CUBANET ... CUBANEWS

January 31, 2000



Protesters in Miami call for Elian return to Cuba

By Frances Kerry

MIAMI, Jan 29 (Reuters) - Raising contrary voices in the heart of the Cuban community in America, a small crowd demonstrated in Miami on Saturday for Cuban shipwreck survivor Elian Gonzalez to be returned to his father in Cuba.

``The issue is not Cuba; it's not (Cuban President) Fidel Castro; it's not the government of the United States; it's a simple issue of a father and a son,'' one organiser, Rev. Lucius Walker, told about 200 people, including some of Cuban origin, outside a U.S. Immigration and Naturalisation Service (INS) building.

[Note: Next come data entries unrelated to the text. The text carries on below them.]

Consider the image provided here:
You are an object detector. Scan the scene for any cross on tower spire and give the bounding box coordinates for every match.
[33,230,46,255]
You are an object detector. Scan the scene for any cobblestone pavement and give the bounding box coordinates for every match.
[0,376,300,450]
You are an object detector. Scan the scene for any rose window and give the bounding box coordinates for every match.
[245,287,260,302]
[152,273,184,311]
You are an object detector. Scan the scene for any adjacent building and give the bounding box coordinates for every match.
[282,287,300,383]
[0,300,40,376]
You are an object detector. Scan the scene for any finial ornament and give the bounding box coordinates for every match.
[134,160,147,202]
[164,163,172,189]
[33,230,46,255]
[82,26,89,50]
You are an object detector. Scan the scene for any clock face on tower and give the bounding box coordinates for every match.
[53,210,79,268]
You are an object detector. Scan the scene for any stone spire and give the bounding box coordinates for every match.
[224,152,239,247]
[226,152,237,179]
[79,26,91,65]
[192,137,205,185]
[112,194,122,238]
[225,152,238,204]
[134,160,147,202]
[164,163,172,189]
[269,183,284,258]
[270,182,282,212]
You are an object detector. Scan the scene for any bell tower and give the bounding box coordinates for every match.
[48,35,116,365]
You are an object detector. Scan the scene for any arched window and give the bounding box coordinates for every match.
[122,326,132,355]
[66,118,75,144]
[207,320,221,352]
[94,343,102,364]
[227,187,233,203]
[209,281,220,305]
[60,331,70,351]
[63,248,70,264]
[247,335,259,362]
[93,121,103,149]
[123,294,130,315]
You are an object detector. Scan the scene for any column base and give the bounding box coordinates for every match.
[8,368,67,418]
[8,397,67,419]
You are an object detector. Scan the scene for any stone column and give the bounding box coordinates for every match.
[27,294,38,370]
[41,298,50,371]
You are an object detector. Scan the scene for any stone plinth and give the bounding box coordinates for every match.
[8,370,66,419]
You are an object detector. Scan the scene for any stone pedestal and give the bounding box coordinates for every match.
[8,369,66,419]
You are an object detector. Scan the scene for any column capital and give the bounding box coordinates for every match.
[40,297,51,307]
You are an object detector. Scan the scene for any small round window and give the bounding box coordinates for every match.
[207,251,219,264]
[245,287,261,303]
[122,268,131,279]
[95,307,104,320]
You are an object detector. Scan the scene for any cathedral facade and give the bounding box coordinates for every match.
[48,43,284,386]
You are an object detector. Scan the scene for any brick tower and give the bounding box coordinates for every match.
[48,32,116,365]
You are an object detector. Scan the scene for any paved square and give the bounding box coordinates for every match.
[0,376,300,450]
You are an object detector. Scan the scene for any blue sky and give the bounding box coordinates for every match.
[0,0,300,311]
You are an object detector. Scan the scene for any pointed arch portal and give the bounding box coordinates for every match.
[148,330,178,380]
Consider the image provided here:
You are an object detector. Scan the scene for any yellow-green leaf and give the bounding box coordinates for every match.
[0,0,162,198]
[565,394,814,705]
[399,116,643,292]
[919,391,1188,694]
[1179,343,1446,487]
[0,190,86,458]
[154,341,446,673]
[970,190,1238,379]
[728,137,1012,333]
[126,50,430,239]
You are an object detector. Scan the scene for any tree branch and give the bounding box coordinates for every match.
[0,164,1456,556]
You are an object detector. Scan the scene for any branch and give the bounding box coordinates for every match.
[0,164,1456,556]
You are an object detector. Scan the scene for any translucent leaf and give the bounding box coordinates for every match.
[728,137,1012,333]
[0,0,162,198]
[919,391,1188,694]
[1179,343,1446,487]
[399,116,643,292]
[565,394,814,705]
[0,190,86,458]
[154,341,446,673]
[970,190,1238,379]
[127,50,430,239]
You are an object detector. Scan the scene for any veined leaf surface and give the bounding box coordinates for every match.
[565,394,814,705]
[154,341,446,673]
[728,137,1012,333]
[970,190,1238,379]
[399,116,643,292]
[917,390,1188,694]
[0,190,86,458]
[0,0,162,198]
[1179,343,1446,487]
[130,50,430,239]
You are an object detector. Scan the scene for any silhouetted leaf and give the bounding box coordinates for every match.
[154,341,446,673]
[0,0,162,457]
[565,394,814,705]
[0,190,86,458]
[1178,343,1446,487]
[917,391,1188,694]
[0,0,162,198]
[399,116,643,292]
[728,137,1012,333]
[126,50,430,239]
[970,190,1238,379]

``The child abuse must end. Elian must return home,'' said Walker, who runs Pastors for Peace, a group that opposes the 38-year-old U.S. embargo against communist-run Cuba.

Six-year-old Elian has been at the centre of a bitter, highly politicized custody battle since he was picked up at sea in November after a disastrous voyage from Cuba to Florida in which his mother and 10 other people drowned.

His father and grandparents, backed by Castro, want the child returned to them. Relatives in Miami, supported by many in the Cuban community, want to keep Elian in the United States, where they say he would have a better life.

AWAY FROM LITTLE HAVANA

Saturday's demonstration was in a poor district of northeast Miami several miles (kms) from Little Havana and other areas where most Miami Cubans live. Police kept a watch but the rally was peaceful.

Jose Reyes Caballeros, a retired teacher and minister who was born in Cuba but has been in the United States 38 years, said he attended because ``the most sacred of human rights is the right of parents to bring up their children.''

``It pains me a lot that politicians ... are using the case for personal gain,'' he said, referring to local exile leaders who have jumped to support the cause of Elian staying here.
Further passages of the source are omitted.